だが、突然先生の声が聞こえたものだから、びっくりして不意に頭が机から起立がった。
「魔王様」
小口先生が若干教壇に近づいていた。まさに、これまでありえなかった状況。
「……前は、転生っておっしゃってませんでしたか?」
だが、魔王の一喝がそんな疑問を打消してしまう。
「気にするな! 勇者とて我輩との日々を記憶しているわけではあるまい」
腕を組み、平然としている。まさか僕らの目の前で言い放ったことを忘れてるんじゃなかろうな。
「そうだね、魔王様は異世界からやってきたの!」
記憶を修正してしまう三茅。いよいと取り返しがつかない。再び、机に臥せる僕。
魔王は教卓を叩き、両腕を張る。
「我輩はお主らに、次のこと憶えてほしい。我々はもうこの学校をこの手におさめたも同然である!」
この教室しか支配していないくせに、ぬけぬけと。
「勇者の力は強大じゃ。しかし、我々に勝てるわけがない!」
僕は強大でもなんでもない、惰弱な男だ……。勇者などとは、おこがましいにも程が。
溜息。
「勇者よ――貴様は意気地がない」
次に出た言葉に、僕はいよいよ堪忍袋が切れそうになっていた。こんな奴のいい加減な妄想につき合わされるのはもうごめんだ。
確かに自己顕示欲が満たされるのもあるが、所詮それはひがみと隣合。
僕はもうはくべき言葉さえ見つけられず感情のままに口を開こうとして――
頭を挙げると、マギアは胸の前で腕を組合わせ、悲しげなまでに目を細めている。
かわいいと感じて、僕の感情は若干抑えつけられた。
「勇者よ。
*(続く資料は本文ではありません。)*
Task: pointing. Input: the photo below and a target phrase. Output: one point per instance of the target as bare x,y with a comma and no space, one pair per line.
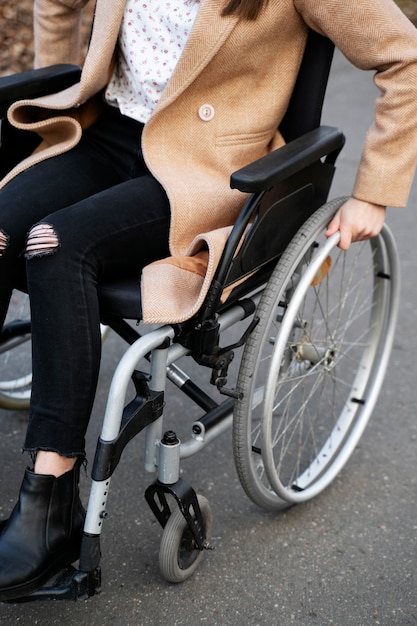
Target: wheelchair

我輩が何のために」
「僕を……この学校から排除しようとする魂胆だろ? 分かるよ」
やけになって言い捨てる。
しかし、マギアの声は低く、どこか親しげ。
「違う。我輩はそんなことをして勇者を傷つけたいわけじゃない。我輩は、もっと勇者に幸せになってほしいのじゃ」
「どういう……ことだよ」 僕は
「そうじゃな。我輩は……」
数秒後。
「我輩は貴様と――結ばれたい!」
ええええ――どよめきが起こる。滅茶苦茶な力で叩かれた気分。
三茅さえ、牙を立てて静止。
「勇者よ……我輩は貴様を自分の手におさめたいのじゃ。一緒になって寄添い合いながら同じ空を仰ぎたい。あるいは玄関に立って親しく語らう、というのでもよいがな」
こればかりは、朱音も声をあらげる。
「何様なのよ、あなたは! お――」
すんでのところで、マギアの本名が出そうになった。実際、自称の名ばかりが横行するが、マギアの名前は「お」で始まる。その後、二音節。こんな田舎くさい名前が銀髪の美少女にふさわしいとは誰も思わなかったから、無意識的にマギアと呼びようになっていたのだ。しかし、朱音はあくまでも現実主義者で――
「言うな! それは、もう我輩の名前ではない」
差人指を立て、朱音に忠告。
「我輩は魔王としてここにいるのじゃ。あれは世を忍ぶ仮の名じゃからな……」
「魔王様、もう少し小さな声で話した方が――」
これを機会と先生が横槍ぶちこもうとして、
「先生はしばらく我々の議論を見物してほしい。」
たちまち撃退。
「そういうことじゃ、勇者。だからこれからずっと仲良くしような?」
僕は肉体より先に、精神が力尽きていた。